### Time Series Changes and Versioning with TimeDB

This notebook demonstrates how to manually change values, tags, and annotations of a time series and view all versions of the changes.

#### What you'll learn:
1. **Creating and inserting a time series** - Insert initial time series data
2. **Reading and visualizing time series** - Read and plot the original data
3. **Updating time series** - Manually change values, tags, and annotations
4. **Reading all versions** - Query all versions of the time series using `all_versions` flag
5. **Visualizing changes** - Plot original vs updated versions to see the differences
6. **Batch updates and version history** - Update multiple values and view complete version history with metadata

**Key Concepts:**
- TimeDB maintains a full version history of all changes
- Each update creates a new version while keeping the old version for audit trail
- The `all_versions=True` flag allows you to see all historical versions with `changed_by` and `change_time` metadata
- The `tags_and_annotations=True` flag includes tags and annotations as DataFrame columns
- When using `all_versions=True` with `return_value_id=True`, the DataFrame uses a MultiIndex `(valid_time, value_id)` to preserve multiple versions
- Updates can modify values, annotations, and tags independently or together
- Using `value_id` from the initial read makes updates simple - no need to query the database again


In [None]:
from timedb import TimeDataClient
import pandas as pd
import matplotlib.pyplot as plt
from datetime import datetime, timezone, timedelta
import numpy as np
from dotenv import load_dotenv
load_dotenv()

# Use the TimeDataClient to interact with TimeDB
td = TimeDataClient()

# Reset database (create/delete schema)
td.delete()
td.create()

## Part 1: Insert a Time Series

First, let's insert an initial time series.


In [None]:
# Create a time series with hourly data for 24 hours
base_time = datetime(2025, 1, 1, 0, 0, tzinfo=timezone.utc)
times = [base_time + timedelta(hours=i) for i in range(24)]
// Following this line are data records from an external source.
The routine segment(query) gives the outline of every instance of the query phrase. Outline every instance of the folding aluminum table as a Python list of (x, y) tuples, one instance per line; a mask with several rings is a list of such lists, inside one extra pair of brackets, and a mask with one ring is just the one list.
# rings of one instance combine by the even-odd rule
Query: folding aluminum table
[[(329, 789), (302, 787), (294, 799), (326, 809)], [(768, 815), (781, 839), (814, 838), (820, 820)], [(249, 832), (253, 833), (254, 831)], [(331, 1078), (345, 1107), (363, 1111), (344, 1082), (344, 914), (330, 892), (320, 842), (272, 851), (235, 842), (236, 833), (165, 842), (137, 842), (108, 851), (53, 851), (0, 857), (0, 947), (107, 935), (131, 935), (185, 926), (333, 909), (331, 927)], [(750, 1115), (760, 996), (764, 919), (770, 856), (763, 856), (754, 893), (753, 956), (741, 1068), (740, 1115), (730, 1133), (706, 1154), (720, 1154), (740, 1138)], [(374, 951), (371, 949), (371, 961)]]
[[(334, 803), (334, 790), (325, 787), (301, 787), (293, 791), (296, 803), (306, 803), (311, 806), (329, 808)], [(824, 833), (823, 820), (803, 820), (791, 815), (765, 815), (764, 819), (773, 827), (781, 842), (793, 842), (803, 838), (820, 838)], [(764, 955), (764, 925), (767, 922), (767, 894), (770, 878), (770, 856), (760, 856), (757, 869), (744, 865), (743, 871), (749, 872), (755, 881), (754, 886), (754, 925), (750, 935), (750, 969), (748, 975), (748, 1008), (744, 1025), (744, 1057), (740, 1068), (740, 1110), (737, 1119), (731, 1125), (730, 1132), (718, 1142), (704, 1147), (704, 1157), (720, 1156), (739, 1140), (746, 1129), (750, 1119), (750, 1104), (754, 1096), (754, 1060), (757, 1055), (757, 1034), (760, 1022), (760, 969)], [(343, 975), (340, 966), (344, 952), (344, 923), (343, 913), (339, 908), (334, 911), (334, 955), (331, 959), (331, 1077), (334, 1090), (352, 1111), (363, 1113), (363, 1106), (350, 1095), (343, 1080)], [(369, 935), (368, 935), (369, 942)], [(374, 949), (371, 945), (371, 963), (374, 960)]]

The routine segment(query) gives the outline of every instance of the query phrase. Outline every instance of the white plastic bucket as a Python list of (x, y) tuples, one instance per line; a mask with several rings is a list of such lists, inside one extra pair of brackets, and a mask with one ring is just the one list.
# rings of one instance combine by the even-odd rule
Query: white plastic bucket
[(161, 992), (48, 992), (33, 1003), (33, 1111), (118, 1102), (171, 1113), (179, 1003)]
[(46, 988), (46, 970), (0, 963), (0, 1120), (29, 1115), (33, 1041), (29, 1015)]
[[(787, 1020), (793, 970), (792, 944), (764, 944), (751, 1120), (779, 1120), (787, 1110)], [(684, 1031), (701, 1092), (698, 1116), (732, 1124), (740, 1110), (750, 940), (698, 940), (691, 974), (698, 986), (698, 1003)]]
# Generate sample data: temperature values with a daily pattern
# Starting at 15, rising to 25 during the day, then cooling down
np.random.seed(42)  # For reproducibility
base_temp = 20.0
amplitude = 5.0
temperature_values = [
    base_temp + amplitude * np.sin(2 * np.pi * i / 24) + np.random.normal(0, 0.5)
    for i in range(24)
]
temperature_values = [round(v, 2) for v in temperature_values]

# Create DataFrame
df = pd.DataFrame({
    'valid_time': times,
    'temperature': temperature_values
})

# Ensure the series exists, then insert the time series via TimeDataClient
# Use dimensionless units for this simple example (no pint quantities)
if td.series("temperature").count() == 0:
    td.create_series(name="temperature", unit="dimensionless")
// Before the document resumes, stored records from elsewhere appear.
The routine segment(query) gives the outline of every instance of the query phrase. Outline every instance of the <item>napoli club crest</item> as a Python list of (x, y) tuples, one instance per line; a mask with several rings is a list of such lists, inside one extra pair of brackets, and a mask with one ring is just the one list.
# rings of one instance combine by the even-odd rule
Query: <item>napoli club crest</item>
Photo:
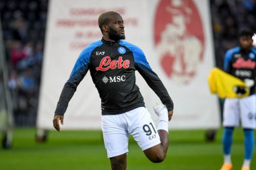
[(197, 74), (205, 46), (203, 24), (192, 0), (160, 0), (154, 19), (159, 62), (172, 81), (187, 84)]

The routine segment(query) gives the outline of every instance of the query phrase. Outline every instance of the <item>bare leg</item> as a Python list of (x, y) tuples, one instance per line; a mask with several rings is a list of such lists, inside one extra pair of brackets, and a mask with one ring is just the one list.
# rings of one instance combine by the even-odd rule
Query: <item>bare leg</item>
[(110, 158), (112, 170), (125, 170), (127, 165), (127, 153)]

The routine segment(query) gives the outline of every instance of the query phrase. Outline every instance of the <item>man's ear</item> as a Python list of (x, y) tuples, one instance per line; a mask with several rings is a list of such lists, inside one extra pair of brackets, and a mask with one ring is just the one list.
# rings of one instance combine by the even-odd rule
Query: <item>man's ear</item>
[(103, 32), (108, 32), (108, 27), (106, 25), (102, 26), (102, 31)]

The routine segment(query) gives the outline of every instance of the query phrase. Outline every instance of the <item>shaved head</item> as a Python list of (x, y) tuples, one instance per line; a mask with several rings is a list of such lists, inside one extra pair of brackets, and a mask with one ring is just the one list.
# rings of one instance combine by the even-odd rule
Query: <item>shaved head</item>
[(98, 26), (100, 29), (100, 31), (102, 32), (102, 26), (108, 25), (109, 22), (111, 20), (111, 17), (110, 16), (114, 15), (121, 15), (118, 12), (114, 11), (109, 11), (102, 13), (98, 19)]

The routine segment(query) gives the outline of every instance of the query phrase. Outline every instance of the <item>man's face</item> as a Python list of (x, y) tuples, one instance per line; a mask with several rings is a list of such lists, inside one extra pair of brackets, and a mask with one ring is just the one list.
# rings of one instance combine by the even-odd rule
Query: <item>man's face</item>
[(118, 41), (125, 40), (125, 26), (123, 20), (120, 15), (113, 15), (108, 26), (108, 37), (110, 40)]
[(253, 46), (253, 40), (251, 36), (243, 36), (239, 38), (241, 48), (245, 50), (250, 50)]

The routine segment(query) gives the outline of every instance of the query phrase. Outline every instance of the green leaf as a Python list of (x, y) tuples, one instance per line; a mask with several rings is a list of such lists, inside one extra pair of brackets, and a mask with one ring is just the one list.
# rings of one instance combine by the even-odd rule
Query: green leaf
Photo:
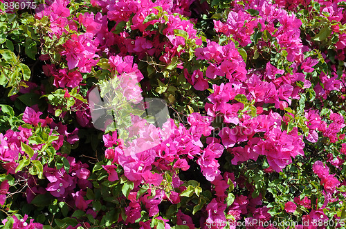
[(31, 70), (29, 67), (22, 63), (19, 63), (19, 67), (21, 68), (21, 73), (23, 73), (23, 79), (25, 81), (28, 81), (31, 76)]
[(316, 41), (322, 41), (325, 40), (331, 34), (331, 29), (329, 25), (325, 25), (320, 32), (318, 32), (312, 39)]
[(62, 163), (64, 164), (64, 169), (66, 173), (70, 172), (70, 163), (66, 157), (62, 158)]
[(320, 116), (323, 116), (327, 114), (328, 116), (330, 115), (330, 110), (326, 108), (322, 108), (321, 112), (320, 114)]
[(13, 111), (13, 108), (9, 106), (8, 105), (0, 105), (1, 108), (1, 111), (5, 114), (10, 114), (11, 117), (15, 116), (15, 112)]
[(82, 210), (75, 210), (73, 214), (72, 214), (71, 217), (79, 218), (79, 217), (83, 217), (84, 215), (85, 215), (84, 211), (82, 211)]
[(178, 57), (174, 57), (172, 58), (171, 63), (166, 67), (167, 70), (172, 70), (178, 66)]
[(13, 53), (13, 52), (9, 50), (0, 50), (0, 54), (6, 61), (12, 62), (13, 63), (18, 62), (17, 56), (15, 53)]
[(143, 24), (146, 23), (147, 22), (153, 21), (153, 20), (157, 20), (160, 18), (158, 15), (156, 15), (155, 14), (150, 14), (143, 21)]
[(39, 194), (33, 199), (33, 201), (30, 203), (33, 204), (37, 207), (44, 207), (47, 206), (51, 203), (51, 200), (53, 199), (53, 197), (48, 194)]
[(125, 196), (127, 197), (132, 189), (134, 188), (134, 182), (127, 181), (124, 184), (122, 185), (122, 188), (121, 188), (121, 192)]
[(39, 95), (35, 93), (26, 93), (19, 95), (17, 99), (22, 101), (26, 106), (32, 106), (39, 103)]
[(158, 79), (157, 79), (157, 81), (158, 83), (158, 86), (156, 88), (155, 90), (156, 91), (156, 92), (161, 94), (162, 93), (165, 92), (167, 90), (167, 85), (161, 82), (161, 81)]
[(28, 155), (29, 155), (29, 158), (33, 157), (33, 156), (34, 155), (34, 150), (33, 150), (31, 147), (26, 145), (23, 141), (21, 142), (21, 150), (25, 152), (26, 152)]
[(124, 30), (124, 28), (126, 26), (126, 21), (120, 21), (116, 25), (116, 30), (113, 31), (116, 34), (120, 34), (122, 30)]
[(202, 209), (203, 206), (204, 206), (204, 204), (206, 204), (206, 202), (207, 201), (204, 199), (203, 198), (199, 199), (198, 205), (194, 207), (194, 210), (192, 210), (192, 215), (194, 215), (197, 212)]
[(245, 51), (245, 50), (242, 48), (238, 48), (238, 52), (242, 57), (243, 57), (244, 62), (246, 63), (246, 60), (248, 59), (248, 54), (246, 53), (246, 51)]
[(13, 47), (13, 43), (12, 43), (11, 41), (10, 40), (6, 40), (6, 47), (10, 50), (11, 50), (12, 52), (13, 52), (13, 50), (15, 50), (15, 48)]
[(188, 188), (183, 190), (181, 194), (181, 197), (191, 197), (195, 192), (194, 187), (188, 186)]
[(32, 161), (34, 164), (35, 168), (36, 168), (36, 172), (39, 179), (43, 178), (43, 166), (40, 161), (33, 160)]
[(33, 59), (35, 59), (35, 57), (37, 54), (37, 47), (36, 47), (36, 42), (27, 38), (25, 41), (25, 53)]
[(186, 31), (183, 30), (174, 30), (174, 31), (176, 36), (183, 37), (185, 40), (189, 39), (189, 34)]
[(248, 103), (248, 99), (246, 99), (246, 97), (243, 94), (237, 94), (235, 99), (244, 105)]
[(12, 229), (14, 222), (15, 219), (12, 217), (10, 217), (2, 229)]
[(26, 166), (30, 164), (30, 160), (27, 159), (26, 157), (24, 157), (24, 159), (19, 161), (18, 166), (16, 168), (15, 172), (17, 173), (18, 171), (21, 170), (21, 169)]
[(186, 225), (176, 225), (172, 228), (172, 229), (189, 229), (189, 226)]
[(260, 14), (260, 12), (258, 12), (258, 10), (254, 9), (248, 9), (245, 11), (251, 14), (251, 16), (257, 16)]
result = td.series("temperature").insert_batch(df=df)

print(f"✓ Time series inserted successfully!")
print(f"  Batch ID: {result.batch_id}")
print(f"  Series ID: {result.series_ids['temperature']}")
print(f"  Time range: {times[0]} to {times[-1]}")
print(f"  Number of data points: {len(df)}")


# Store the series_id for later use
series_id = result.series_ids['temperature']

## Part 2: Read and Plot the Original Time Series

Now let's read back the time series and visualize it.

In [None]:
# Read the time series with return_value_id=True so we can use value_id later for updates
df_read = td.series("temperature").read(return_value_id=True)

print(f"✓ Read {len(df_read)} data points")
print(f"\nDataFrame shape: {df_read.shape}")
print(f"\nColumns: {list(df_read.columns)}")
print(f"\nFirst few rows:")
df_read.head(10)


In [None]:
# Plot the original time series
plt.figure(figsize=(12, 6))

# Use plain numeric values (dimensionless) for plotting
y_vals = df_read['temperature'].astype(float)
plt.plot(df_read.index, y_vals, marker='o', linewidth=2, markersize=6, 
         label='Original Temperature', color='blue', alpha=0.7)

plt.xlabel('Time', fontsize=12)
plt.ylabel('Temperature (dimensionless)', fontsize=12)
plt.title('Original Time Series - Temperature', fontsize=14, fontweight='bold')
plt.legend()
plt.grid(True, alpha=0.3)
plt.xticks(rotation=45)
plt.tight_layout()
plt.show()

print("✓ Original time series plotted successfully!")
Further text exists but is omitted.